俳優の崔哲浩(42)が11日、東京・シネマート新宿で行われた、主演も務めた監督第1作「北風アウトサイダー」の初日舞台あいさつで、2001年(平13)の映画「ホタル」で共演した主演の高倉健さんが撮影中、カメラの前で涙を見せなかった姿勢に感銘を受け、男優が涙したシーンを可能な限りカットしたと明かした。

「北風アウトサイダー」は、日本生まれの在日朝鮮人で小学校6年で朝鮮学校から日本の学校に転校した崔監督が脚本、プロデューサーも務め、自らの経験を脚本に落とし込んだという。「脚本を書く上で、自分の実体験を書く方が説得力があると思いまして。自分の幼少期から8割くらい、僕が体験したことをギュッと盛り込んで、2割くらいデフォルメした。ドキュメンタリーチックな映画を作りたかった」と説明した。
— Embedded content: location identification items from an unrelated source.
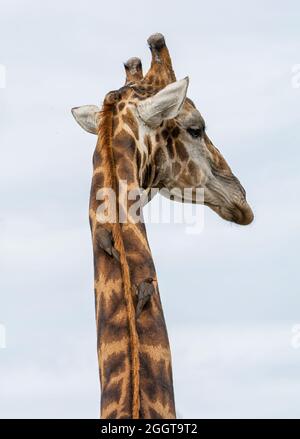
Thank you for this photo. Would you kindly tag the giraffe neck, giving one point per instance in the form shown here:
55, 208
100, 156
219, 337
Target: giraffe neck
134, 356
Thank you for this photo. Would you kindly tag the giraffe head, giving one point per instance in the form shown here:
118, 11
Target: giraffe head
171, 147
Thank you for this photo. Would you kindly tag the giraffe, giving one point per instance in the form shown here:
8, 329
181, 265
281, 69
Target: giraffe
150, 135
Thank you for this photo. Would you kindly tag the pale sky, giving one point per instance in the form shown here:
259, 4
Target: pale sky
231, 294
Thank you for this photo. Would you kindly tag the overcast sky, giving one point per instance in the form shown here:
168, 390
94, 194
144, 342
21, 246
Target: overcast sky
231, 294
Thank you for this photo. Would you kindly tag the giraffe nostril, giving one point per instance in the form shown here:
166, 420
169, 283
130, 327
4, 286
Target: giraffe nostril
243, 214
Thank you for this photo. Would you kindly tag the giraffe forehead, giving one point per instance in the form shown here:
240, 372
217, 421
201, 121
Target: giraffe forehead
190, 117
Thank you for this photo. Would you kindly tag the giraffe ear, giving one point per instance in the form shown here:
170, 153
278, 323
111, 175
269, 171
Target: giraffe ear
166, 104
87, 117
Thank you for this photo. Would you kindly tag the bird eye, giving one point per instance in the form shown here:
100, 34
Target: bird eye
195, 132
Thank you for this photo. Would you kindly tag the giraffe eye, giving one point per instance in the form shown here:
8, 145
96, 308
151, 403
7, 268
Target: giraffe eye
195, 132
司会から、劇中で涙を流すシーンが高倉さんの影響を受けたと話を向けられると「高倉健さんは日本、世界を代表するスターで運良く、共演させていただいた。撮影中、一切、カメラの前で涙を落とされなかった。撮影が終わったら、健さんがおもむろに歩き出されて、今は亡き(企画の)坂上順さんと僕が何メートルか離れていたら、涙されていた」と振り返った。その上で「男の役者は、カメラの前で泣いちゃダメなんだと思った。男の泣くシーンは、なるべくカットした」と語った。

「北風アウトサイダー」は、大阪府生野にある在日朝鮮人の町が舞台。みんなの母代わりにオモニ(オカン)の葬儀後、オモニが始めた店の借金に追われ、途方に暮れる3兄妹たちの前に、15年前に失踪し、葬儀にも現れなかった長男ヨンギ(崔)が帰ってくる。変わり果てたヨンギに困惑する兄妹たちを通し、家族の絆は取り戻せるのかを描く物語。

舞台あいさつでは、松田和希役の新宮里奈(30)が「無事、この場を迎えられたことが信じられなくて感動しております。こんなマイペースな私を、8カ月の撮影期間中、温かく包み込んでくださった、一緒に取り組んできた…皆さんに感謝の気持ちでいっぱいです」と言い、泣きだす一幕もあった。感動の涙に、場内は温かい拍手に包まれた。